Masalahnya, kedua kemungkinan ini memiliki peluang yang sama kuat. Lihat, Jokowi-Gatot dipastikan akan didukung partai politik terutama PDIP dan Golkar sebagai pengusung utama. Dengan bergabungnya Banteng-Beringin mengusung Jokowi-Gatot, sepertinya hasil Pilpres sudah bisa ditebak siapa pemenangnya. Ini tak lain karena kubu penantang sejauh ini belum mempunyai figur kuat yang mampu menandingi popularitas Jokowi sebagai petahana.
Gatot yang namanya kian moncer belakangan merupakan modal yang lebih dari cukup untuk mendongkrak perolehan suara Jokowi. Sehingga, pertarungan politik dengan adanya gabungan kekuatan Jokowi dan Gatot akan semakin ringan, bahkan nyaris tidak ada lawan.
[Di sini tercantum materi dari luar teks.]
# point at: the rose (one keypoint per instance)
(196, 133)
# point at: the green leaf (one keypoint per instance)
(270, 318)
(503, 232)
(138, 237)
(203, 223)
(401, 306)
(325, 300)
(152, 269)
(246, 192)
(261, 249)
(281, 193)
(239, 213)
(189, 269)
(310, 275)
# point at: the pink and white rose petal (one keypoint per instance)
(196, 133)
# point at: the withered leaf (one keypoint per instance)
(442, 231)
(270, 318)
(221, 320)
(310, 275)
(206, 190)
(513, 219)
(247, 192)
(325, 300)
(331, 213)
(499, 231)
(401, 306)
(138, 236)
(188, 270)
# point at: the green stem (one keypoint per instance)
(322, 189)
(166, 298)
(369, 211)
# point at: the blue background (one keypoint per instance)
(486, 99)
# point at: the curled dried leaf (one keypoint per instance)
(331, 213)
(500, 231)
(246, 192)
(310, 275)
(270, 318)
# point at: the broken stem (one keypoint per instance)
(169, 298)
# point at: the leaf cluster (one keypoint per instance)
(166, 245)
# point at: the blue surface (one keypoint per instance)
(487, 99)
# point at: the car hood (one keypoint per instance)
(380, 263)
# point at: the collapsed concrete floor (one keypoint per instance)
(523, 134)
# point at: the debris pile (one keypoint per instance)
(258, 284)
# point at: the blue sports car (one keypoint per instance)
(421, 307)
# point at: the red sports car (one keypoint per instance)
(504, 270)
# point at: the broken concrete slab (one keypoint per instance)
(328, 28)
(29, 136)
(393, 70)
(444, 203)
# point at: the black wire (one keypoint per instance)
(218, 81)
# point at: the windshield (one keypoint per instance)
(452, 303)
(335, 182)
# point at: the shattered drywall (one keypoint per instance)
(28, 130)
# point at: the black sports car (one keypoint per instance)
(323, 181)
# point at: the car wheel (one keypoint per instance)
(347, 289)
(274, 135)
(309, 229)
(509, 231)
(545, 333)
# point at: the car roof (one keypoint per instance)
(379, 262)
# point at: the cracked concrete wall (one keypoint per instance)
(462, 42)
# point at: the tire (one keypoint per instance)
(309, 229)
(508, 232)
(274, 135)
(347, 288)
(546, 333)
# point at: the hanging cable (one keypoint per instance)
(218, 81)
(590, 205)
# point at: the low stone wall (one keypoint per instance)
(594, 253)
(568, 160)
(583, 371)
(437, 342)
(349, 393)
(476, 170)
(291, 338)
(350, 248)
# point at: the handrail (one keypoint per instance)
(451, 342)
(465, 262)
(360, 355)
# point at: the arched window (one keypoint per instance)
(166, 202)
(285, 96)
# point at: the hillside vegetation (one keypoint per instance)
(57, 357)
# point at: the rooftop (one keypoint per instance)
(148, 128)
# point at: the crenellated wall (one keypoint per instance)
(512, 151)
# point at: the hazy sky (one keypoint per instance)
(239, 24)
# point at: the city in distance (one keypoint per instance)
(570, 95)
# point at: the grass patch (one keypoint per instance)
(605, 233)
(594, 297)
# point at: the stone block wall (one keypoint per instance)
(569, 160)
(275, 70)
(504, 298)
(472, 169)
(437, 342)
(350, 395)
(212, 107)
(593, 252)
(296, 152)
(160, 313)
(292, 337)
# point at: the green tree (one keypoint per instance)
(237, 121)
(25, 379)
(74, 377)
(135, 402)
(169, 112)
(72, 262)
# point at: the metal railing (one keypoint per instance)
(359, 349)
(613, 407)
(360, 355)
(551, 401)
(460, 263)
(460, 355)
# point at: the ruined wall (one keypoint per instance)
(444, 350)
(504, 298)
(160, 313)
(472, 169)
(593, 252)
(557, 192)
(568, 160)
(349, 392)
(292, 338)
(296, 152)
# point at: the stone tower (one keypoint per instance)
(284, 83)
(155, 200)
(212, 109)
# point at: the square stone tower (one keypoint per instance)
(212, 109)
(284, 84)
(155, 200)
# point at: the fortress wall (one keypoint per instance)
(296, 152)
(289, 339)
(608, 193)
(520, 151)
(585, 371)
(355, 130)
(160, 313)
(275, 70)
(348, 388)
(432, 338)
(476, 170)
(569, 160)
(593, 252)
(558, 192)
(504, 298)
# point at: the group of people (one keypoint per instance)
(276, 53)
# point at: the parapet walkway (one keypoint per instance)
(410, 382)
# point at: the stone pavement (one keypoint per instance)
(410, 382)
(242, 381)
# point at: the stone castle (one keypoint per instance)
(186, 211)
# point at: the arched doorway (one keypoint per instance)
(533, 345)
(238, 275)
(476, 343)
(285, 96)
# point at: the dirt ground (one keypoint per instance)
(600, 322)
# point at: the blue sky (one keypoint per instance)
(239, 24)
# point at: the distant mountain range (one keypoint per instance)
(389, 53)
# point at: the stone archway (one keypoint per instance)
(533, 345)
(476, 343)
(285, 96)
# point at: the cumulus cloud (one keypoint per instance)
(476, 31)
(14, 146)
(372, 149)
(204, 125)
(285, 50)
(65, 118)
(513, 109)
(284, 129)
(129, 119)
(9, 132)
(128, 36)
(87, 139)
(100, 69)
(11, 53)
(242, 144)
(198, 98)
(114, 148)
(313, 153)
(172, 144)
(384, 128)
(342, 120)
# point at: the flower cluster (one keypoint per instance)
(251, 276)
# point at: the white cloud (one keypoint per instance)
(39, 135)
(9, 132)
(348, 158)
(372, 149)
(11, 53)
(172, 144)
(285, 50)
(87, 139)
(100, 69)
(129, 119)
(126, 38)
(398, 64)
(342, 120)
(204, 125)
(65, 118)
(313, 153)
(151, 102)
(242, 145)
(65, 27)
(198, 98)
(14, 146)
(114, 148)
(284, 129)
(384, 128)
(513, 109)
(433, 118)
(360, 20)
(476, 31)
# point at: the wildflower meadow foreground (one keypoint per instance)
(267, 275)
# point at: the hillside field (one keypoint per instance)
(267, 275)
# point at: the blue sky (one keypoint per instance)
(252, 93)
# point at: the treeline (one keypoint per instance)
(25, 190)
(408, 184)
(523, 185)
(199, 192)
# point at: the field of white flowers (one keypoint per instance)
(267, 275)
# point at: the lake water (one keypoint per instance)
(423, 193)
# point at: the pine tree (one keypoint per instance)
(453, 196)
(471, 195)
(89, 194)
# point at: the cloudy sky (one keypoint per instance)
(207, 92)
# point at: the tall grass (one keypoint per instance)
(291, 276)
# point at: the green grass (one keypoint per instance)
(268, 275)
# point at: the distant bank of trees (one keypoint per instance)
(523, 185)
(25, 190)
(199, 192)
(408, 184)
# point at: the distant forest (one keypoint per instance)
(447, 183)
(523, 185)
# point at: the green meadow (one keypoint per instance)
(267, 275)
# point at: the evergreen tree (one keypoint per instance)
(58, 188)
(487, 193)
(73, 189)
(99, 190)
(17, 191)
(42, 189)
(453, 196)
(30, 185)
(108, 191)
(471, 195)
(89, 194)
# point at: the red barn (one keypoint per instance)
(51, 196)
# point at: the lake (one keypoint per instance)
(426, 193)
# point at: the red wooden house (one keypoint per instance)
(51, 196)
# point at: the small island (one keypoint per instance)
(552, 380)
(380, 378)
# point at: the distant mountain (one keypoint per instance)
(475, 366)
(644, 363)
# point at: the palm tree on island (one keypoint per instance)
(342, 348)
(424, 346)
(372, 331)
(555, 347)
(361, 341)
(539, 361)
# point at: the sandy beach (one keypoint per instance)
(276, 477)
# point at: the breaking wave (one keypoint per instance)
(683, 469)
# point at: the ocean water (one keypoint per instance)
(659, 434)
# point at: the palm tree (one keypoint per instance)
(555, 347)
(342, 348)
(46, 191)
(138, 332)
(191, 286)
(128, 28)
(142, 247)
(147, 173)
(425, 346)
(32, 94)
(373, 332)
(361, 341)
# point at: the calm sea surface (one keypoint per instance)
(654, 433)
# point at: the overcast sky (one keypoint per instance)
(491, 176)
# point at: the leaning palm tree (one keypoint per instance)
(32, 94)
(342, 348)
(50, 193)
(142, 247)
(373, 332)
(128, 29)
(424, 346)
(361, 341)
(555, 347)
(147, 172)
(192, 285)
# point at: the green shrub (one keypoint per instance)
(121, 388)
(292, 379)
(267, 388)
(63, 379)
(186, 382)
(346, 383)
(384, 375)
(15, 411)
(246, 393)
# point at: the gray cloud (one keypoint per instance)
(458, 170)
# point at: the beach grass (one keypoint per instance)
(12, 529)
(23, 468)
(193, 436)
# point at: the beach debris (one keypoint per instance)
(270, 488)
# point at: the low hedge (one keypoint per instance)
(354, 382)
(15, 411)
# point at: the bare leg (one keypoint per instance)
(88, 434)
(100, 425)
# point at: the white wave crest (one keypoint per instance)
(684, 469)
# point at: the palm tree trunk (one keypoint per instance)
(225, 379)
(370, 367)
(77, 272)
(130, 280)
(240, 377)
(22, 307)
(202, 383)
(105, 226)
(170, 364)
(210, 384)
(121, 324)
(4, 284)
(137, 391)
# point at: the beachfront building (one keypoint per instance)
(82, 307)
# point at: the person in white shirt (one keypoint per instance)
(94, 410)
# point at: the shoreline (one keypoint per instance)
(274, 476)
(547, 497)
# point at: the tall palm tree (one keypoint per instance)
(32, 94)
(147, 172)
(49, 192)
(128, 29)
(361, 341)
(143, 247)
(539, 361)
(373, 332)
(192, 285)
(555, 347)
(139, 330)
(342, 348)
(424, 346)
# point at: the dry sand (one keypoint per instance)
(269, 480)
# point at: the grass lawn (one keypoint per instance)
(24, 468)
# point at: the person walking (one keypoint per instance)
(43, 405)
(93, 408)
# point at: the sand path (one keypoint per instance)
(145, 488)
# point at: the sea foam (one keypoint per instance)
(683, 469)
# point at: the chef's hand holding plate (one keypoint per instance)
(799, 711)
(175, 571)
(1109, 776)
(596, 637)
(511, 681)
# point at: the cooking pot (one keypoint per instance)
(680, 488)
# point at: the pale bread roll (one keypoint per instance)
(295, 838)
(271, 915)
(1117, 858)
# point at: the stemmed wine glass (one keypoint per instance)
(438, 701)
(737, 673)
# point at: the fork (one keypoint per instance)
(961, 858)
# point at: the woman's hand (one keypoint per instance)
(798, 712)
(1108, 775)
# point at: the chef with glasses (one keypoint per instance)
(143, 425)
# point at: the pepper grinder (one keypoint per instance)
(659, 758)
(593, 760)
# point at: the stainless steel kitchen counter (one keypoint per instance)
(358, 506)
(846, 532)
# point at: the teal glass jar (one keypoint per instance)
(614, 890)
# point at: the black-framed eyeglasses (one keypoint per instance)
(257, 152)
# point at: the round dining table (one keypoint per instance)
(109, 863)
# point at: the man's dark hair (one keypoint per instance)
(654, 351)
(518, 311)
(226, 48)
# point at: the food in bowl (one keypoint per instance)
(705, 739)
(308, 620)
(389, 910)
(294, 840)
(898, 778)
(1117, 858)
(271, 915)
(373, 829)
Jika betul Jokowi-Gatot sudah berkoalisi, maka percepatan penggantian Panglima TNI adalah strategi politik untuk meraup simpati. Gatot sudah dipersiapkan sebagai cawapres Jokowi. Ia diberikan waktu yang cukup longgar untuk mendekatkan diri kepada rakyat Indonesia sebelum Pilpres 2019.
Lalu, bagaimana kalau Gatot ingin nyapres sendiri? Ini juga menarik. Dengan modal politik yang dikantonginya sekarang, Gatot hanya selangkah lagi menuju Istana. Yakni, bagaimana meyakinkan partai politik untuk mengusungnya sebagai capres. Sebut saja, Gerindra, Demokrat, dan PKS sebagai pendukung utama. Pertanyaannya, apakah tokoh sentral terutama Prabowo dan SBY akan merestui Gatot? Tentu sangat mungkin.
Apalagi, Prabowo sudah dua kali maju sebagai cawapres dan capres. Loh, apa hubungannya? Tidak ada yang salah memang jika Prabowo ingin kembali bertarung di 2019 untuk ketiga kalinya. Namun, bila merujuk tradisi pencapresan, seorang tokoh hanya dua kali bertarung secara beruntun. Mereka adalah Megawati, Wiranto, dan Prabowo. Rekor tertinggi masih dipegang Jusuf Kalla dengan dua kali menang dan satu kali kalah dalam tiga kali Pemilu.